摘要：我们表明，在架构（Transformer vs. Mamba vs. RWKV）、训练数据集（OpenWebText vs. The Pile）和规模（1400 万个参数到 120 亿个参数）中，自回归语言模型在预训练过程中表现出高度一致的行为变化模式。基于我们对超过 110,000 个英语标记的 1,400 多个语言模型检查点的分析，我们发现单词级别的语言模型行为中高达 98% 的差异可以通过三个简单的启发式解释：给定单词的一元语法概率（频率）、单词的 $n$-gram 概率以及单词与其上下文之间的语义相似性。此外，我们在所有语言模型中看到一致的行为阶段，其预测的单词概率过度拟合这些单词的 $n$-gram 概率，在训练过程中增加 $n$。总而言之，这些结果表明，无论模型细节如何，神经语言模型的学习都可能遵循类似的轨迹。

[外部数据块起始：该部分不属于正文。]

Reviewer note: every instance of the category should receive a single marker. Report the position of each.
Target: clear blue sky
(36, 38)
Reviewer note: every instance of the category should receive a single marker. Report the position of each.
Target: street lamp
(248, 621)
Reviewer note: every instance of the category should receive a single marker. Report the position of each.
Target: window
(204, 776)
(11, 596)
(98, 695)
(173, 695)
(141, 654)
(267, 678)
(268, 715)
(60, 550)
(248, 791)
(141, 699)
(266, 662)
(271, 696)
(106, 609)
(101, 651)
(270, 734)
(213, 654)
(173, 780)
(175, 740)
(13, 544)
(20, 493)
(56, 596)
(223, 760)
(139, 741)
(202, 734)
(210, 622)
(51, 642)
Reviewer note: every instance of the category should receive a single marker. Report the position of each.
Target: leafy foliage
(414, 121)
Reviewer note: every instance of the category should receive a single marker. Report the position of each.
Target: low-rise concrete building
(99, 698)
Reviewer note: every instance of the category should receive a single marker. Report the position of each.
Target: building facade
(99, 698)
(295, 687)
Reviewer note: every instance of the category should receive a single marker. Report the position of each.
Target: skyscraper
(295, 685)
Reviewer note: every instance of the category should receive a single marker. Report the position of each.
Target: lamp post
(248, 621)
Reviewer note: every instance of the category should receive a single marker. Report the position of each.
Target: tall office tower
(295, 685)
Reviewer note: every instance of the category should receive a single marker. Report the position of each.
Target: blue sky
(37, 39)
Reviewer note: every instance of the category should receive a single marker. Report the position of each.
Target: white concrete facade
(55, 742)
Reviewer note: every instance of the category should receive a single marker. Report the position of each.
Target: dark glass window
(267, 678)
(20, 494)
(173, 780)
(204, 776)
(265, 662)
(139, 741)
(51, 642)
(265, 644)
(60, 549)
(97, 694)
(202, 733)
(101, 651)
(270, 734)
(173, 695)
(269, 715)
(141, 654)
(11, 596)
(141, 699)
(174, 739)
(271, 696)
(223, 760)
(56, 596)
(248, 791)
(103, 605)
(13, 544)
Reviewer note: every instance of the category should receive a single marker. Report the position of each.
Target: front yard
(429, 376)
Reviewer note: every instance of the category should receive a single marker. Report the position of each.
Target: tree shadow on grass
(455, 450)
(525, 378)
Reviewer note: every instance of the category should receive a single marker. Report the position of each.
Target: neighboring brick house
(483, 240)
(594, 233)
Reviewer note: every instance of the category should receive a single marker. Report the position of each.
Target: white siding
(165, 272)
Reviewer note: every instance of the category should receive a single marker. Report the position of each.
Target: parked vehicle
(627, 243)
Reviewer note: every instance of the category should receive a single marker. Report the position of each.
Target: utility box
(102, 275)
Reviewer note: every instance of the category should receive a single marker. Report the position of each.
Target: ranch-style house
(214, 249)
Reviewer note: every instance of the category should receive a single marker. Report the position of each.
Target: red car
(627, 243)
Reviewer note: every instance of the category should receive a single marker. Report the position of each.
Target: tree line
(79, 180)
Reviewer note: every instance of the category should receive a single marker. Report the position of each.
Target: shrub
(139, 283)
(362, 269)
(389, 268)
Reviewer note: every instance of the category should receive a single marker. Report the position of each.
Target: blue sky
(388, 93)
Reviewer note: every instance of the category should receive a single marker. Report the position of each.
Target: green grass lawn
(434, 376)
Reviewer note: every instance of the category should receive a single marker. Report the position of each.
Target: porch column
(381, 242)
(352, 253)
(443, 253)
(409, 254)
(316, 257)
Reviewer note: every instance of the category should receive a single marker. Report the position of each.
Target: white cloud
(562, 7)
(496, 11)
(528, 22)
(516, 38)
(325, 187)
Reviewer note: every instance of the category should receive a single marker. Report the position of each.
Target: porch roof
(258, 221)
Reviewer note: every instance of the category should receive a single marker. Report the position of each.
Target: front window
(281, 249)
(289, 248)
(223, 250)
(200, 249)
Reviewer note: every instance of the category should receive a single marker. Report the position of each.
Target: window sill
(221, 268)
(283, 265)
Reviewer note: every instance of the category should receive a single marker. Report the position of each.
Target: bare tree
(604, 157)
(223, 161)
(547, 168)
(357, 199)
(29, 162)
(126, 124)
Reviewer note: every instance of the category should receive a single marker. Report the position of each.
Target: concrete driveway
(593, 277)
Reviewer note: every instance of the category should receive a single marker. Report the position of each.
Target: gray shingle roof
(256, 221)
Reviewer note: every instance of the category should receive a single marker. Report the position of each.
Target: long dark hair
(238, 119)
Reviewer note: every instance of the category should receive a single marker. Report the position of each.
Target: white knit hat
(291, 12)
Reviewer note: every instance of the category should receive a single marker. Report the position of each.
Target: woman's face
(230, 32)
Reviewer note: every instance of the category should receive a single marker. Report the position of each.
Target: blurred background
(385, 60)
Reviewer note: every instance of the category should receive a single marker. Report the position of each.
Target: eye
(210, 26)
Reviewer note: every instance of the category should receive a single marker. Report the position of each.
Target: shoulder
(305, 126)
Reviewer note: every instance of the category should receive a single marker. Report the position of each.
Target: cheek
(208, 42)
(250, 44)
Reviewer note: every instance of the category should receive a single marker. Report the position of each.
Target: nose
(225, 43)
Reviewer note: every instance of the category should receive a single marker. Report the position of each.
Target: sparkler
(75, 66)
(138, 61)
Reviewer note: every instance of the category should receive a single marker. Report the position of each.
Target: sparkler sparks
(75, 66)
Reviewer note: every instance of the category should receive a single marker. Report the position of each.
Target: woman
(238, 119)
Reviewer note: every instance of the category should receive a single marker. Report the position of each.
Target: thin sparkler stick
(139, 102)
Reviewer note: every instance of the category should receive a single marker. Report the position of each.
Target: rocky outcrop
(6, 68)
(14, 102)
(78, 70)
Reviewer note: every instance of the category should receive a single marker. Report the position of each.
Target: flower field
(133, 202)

Title: Emergence of Minimal Circuits for Indirect Object Identification in Attention-Only Transformers

Authors: Rabin Adhikari
Subjects: cs.CL, cs.AI, cs.LG
Abstract URL: https://arxiv.org/abs/2510.25013
Pdf URL: https://arxiv.org/pdf/2510.25013
Copy Paste: [[2510.25013]] Emergence of Minimal Circuits for Indirect Object Identification in Attention-Only Transformers(https://arxiv.org/abs/2510.25013)
Keywords: language model, llm
Abstract: Mechanistic interpretability aims to reverse-engineer large language models (LLMs) into human-understandable computational circuits. However, the complexity of pretrained models often obscures the minimal mechanisms required for specific reasoning tasks. In this work, we train small, attention-only transformers from scratch on a symbolic version of the Indirect Object Identification (IOI) task -- a benchmark for studying coreference -- like reasoning in transformers. Surprisingly, a single-layer model with only two attention heads achieves perfect IOI accuracy, despite lacking MLPs and normalization layers. Through residual stream decomposition, spectral analysis, and embedding interventions, we find that the two heads specialize into additive and contrastive subcircuits that jointly implement IOI resolution. Furthermore, we show that a two-layer, one-head model achieves similar performance by composing information across layers through query-value interactions. These results demonstrate that task-specific training induces highly interpretable, minimal circuits, offering a controlled testbed for probing the computational foundations of transformer reasoning.
摘要：机械可解释性旨在将大型语言模型（LLM）逆向工程为人类可理解的计算电路。然而，预训练模型的复杂性常常掩盖了特定推理任务所需的最小机制。在这项工作中，我们从头开始在间接对象识别（IOI）任务的符号版本（研究共指的基准）上从头开始训练小型仅注意变压器，就像变压器中的推理一样。令人惊讶的是，尽管缺乏 MLP 和归一化层，只有两个注意力头的单层模型却实现了完美的 IOI 准确度。通过残差流分解、频谱分析和嵌入干预，我们发现两个头专门用于共同实现 IOI 分辨率的加性和对比子电路。此外，我们还表明，两层单头模型通过查询值交互跨层组合信息来实现类似的性能。这些结果表明，特定任务的训练产生了高度可解释的最小电路，为探索变压器推理的计算基础提供了一个受控测试平台。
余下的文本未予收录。